The moment you knew you’d dedicate your life to music
Dominick grew up studying piano but eventually discovered that he enjoyed writing music as much as he enjoyed performing it. He decided to take his life in that direction and began to apply to schools for that purpose. A decade or so later, he finds that life as a composer AND conductor feeds both sides of his personality.
Worst musical moment
Dominick was embarrassed that – throughout his first six years of music education at Ithaca and then Yale – he wasn’t accepted to the top choir at either university. Determined to succeed during year 7, he poured everything he had into this goal, working at improving his vocal musicianship and becoming a better sight-reader. His hard work paid off and he was accepted to the highest-ranking choir at Yale during his last year of study there.
The proudest musical moment
The proudest musical moment in Dominick’s life happened last year at the Texas ACDA conference. The middle school honors chorus, under the direction of Andrea Ramsey, was singing a newly-commissioned piece by Dominick, entitled An Irish Blessing. (Published by Carl Fischer, Inc.) Ramsey turned the podium over to the composer for the performance and it was one of the high points of Dominick’s career. He wept through the performance, touched by the lovely young voices singing his composition
Dominick believes his forte is his combined work as a composer-conductor, which gives him a different kind of insight into the works he performs with his choir. He looks at the music he chooses as a composer would like at each piece, which impacts how he rehearses with his choirs.

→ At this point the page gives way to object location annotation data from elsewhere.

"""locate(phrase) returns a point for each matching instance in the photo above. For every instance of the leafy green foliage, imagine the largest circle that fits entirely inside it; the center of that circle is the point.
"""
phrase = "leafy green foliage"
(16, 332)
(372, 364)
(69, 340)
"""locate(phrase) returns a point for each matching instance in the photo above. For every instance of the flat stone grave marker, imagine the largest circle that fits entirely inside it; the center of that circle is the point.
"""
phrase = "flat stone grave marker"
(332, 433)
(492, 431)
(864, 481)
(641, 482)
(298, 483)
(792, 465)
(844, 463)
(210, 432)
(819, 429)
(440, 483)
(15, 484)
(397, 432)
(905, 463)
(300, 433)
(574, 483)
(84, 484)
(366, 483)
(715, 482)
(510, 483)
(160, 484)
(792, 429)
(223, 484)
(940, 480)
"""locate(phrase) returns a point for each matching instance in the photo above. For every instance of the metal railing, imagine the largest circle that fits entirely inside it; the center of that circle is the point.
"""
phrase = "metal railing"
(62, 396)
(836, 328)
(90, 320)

This composer outlook Dominick possesses also helps determine which pieces he chooses to perform. He considers the following questions: Is the composer giving something exciting to the performer? Does the piece have something to say? Is the text interesting or visceral? Is the composition captivating and well-crafted for all voice parts? Is it “cool”??
Dominick believes that the “maestro mentality” is not necessary to be a good conductor. It’s okay not to be perfect but, instead, it’s best to just be a human being making music. He attributes success to three things: 1. Being really good at what you do; 2. Knowing lots of people – networking, attending conferences, introducing yourself to people in your field you don’t know; and 3. Being self-aware, which involves knowing your own body and its rhythms, how and when you work best, and when it’s time to take a break. Dominick notes that he is sure to take time every week to do something for himself outside of the world of music, including walking, binge TV watching, playing video games, and cooking for and entertaining friends and family.
Most excited about right now
Dominick is excited about an upcoming work he’s doing with his IU choir, NOTUS. It’s a piece called In Flight by John Gibson. During this very contemporary work, the choir will use hand-held devices to manipulate their voices.
Favorite Concert Attended
Dominick enjoys any concert that is well-performed by people who care about what they’re performing.